The Difference Between RudderStack Cloud and Open-Source
There are two core components to RudderStack: the data plane and the control plane. The data plane is the back-end infrastructure that acts as the core engine for processing and routing events, and the control plane acts as the front-end UI, where you can define what events you want to capture. For the open-source version of RudderStack, you can deploy the data plane on Docker, Kubernetes, or a specific database that you define using the Developer Machine Setup. You can self-host the control plane locally to manage your data pipelines by exporting or importing your configurations as JSON files.
The cloud version of RudderStack is much more versatile and gives you access to wider capabilities. Whereas the open-source version is solely limited to event collection, the cloud-hosted version of RudderStack gives you access to all of the other products and capabilities that RudderStack offers. There’s also an added benefit because you don’t have to manage or maintain the infrastructure.

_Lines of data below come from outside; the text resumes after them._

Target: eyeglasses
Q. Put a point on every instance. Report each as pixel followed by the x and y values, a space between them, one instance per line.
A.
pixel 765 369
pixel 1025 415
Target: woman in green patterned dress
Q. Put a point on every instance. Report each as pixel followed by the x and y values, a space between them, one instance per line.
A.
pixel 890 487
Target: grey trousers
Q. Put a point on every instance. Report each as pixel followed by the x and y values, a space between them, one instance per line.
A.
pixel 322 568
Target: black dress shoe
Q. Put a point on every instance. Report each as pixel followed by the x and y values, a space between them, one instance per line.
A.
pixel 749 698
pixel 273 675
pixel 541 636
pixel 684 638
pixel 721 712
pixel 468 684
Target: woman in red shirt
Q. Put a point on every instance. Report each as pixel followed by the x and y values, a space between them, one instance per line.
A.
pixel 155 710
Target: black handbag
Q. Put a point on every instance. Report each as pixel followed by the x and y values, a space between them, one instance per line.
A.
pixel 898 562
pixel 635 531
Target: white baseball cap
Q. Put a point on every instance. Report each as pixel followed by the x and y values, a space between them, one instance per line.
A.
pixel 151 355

However, this version of RudderStack is not free, which is one of the main reasons many companies choose to run RudderStack using their own infrastructure.

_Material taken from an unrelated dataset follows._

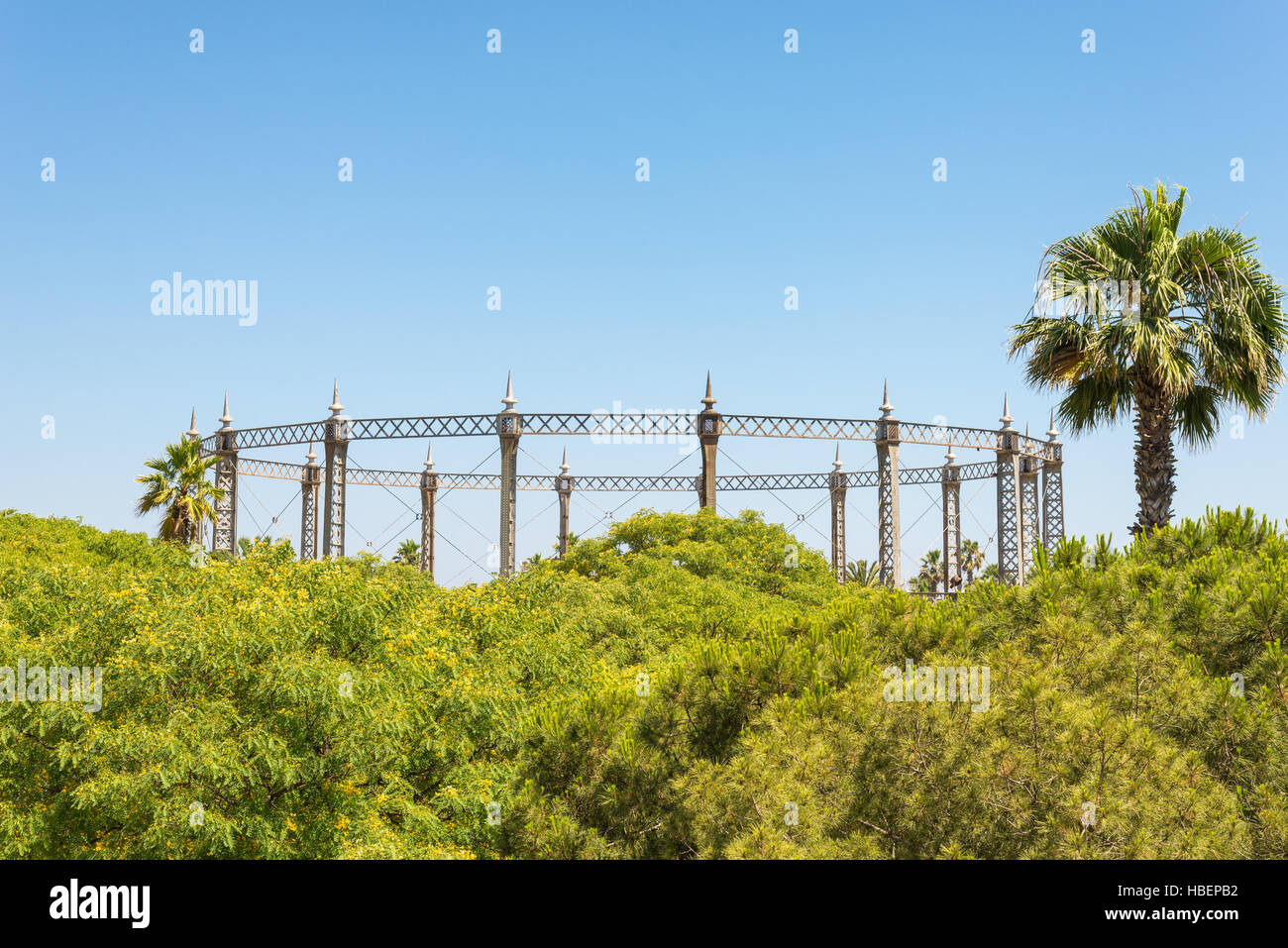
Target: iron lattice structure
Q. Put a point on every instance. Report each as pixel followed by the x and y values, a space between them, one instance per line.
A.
pixel 1026 472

Core Products and Capabilities
While RudderStack originally started as an open-source platform, the company has branched out quite drastically since its inception in 2019, but the depth of functionality in the platform has not progressed at the same rate. The platform now offers five core products:
- Event Stream is RudderStack’s event-tracking solution, which lets you leverage SDKs to capture behavioral events across your websites, mobile apps, and servers and then route them to downstream operational tools or your data warehouse.
- Cloud Extract (ETL) is another data integration tool that RudderStack offers, but this solution is focused on helping you move data from your SaaS applications directly to your warehouse.
- Identity Stitching is RudderStack’s solution for helping you merge and combine unique identifiers across digital touchpoints so you can deduplicate known and anonymous users and create a standard identity graph in your data warehouse.
- Reverse ETL is RudderStack’s offering to help you move data out of your warehouse. This can include data ingested via event streams or ETL. The purpose of this tool is to help you federate data to all of the operational systems in your martech stack.
- Audiences is a feature available in RudderStack to simplify their Reverse ETL product. It gives you a no-code UI where you can build and create cohorts of users or customers directly from your data warehouse and then sync those audiences to your chosen destination.
RudderStack has two core capabilities for data collection: traditional ETL pipelines and event streams. If you want to capture events using RudderStack, the platform offers a number of software development kits (SDKs) that you can deploy directly on your website, mobile, app, or server. RudderStack offers both client-side and server-side tracking, so you can choose how to deploy these SDKs.
You can send events directly to RudderStack to transform them before you send them to your destination using the Cloud mode capabilities, or you can leverage the Device mode capabilities and sync data directly from the source to the destination.
For non-event data or traditional ETL use cases where you need to move data out of your SaaS applications and load it into your warehouse, RudderStack offers a very limited number of sources compared to a traditional ETL vendor like Fivetran or Stitch. Additionally, if you want to create multiple ETL syncs from the same source, RudderStack forces you to create multiple sources for each sync.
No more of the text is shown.